The recent larger trials provide a new perspective on the use of metformin in type 1 diabetes. Although there is evidence that metformin can limit insulin dose requirement, there is little evidence to support the recommendation by current guidelines that it can help to improve glucose control in individuals with type 1 diabetes who are overweight or obese.

Ideally there should be a cardiovascular outcome trial of metformin in type 1 diabetes but this would involve studying several thousand individuals over at least 5 years, currently considered too expensive by the major funding bodies and not a priority for the pharmaceutical industry. This is a striking contrast to the situation in type 2 diabetes: no outcome-based trials of any intervention have been conducted in type 1 diabetes to date, with the exception of the DCCT and its EDIC follow-up study.
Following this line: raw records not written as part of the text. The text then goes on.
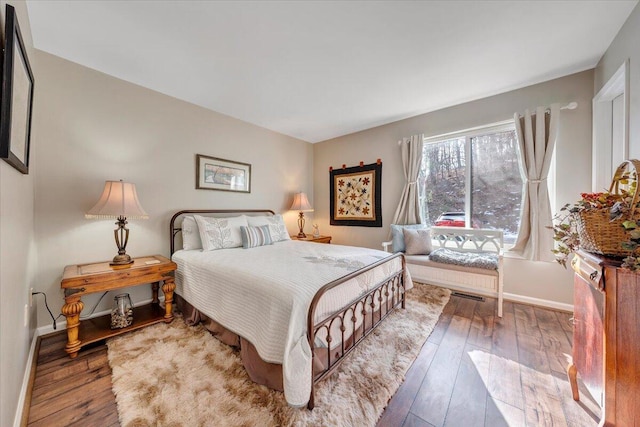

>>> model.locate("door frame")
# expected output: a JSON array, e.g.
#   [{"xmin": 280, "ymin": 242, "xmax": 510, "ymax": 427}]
[{"xmin": 591, "ymin": 59, "xmax": 630, "ymax": 192}]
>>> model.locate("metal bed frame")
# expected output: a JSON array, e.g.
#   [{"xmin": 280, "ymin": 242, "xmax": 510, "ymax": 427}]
[{"xmin": 169, "ymin": 209, "xmax": 406, "ymax": 409}]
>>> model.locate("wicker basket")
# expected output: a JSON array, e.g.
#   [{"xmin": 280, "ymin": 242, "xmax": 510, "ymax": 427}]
[{"xmin": 576, "ymin": 160, "xmax": 640, "ymax": 257}]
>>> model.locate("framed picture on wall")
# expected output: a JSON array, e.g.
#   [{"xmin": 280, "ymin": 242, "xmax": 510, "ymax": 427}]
[
  {"xmin": 196, "ymin": 154, "xmax": 251, "ymax": 193},
  {"xmin": 329, "ymin": 162, "xmax": 382, "ymax": 227},
  {"xmin": 0, "ymin": 5, "xmax": 34, "ymax": 174}
]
Until an outcome-based trial is completed, clinicians and people with type 1 diabetes will have to decide whether metformin will be of benefit on the basis of existing evidence. The results of the REMOVAL study suggest that metformin can reduce weight and LDL-cholesterol and might reduce atherosclerosis progression, over 3 years in middle-aged people with long-duration type 1 diabetes already treated with antihypertensive agents and statins. These data suggest wider off-label use to improve CVD risk management in type 1 diabetes.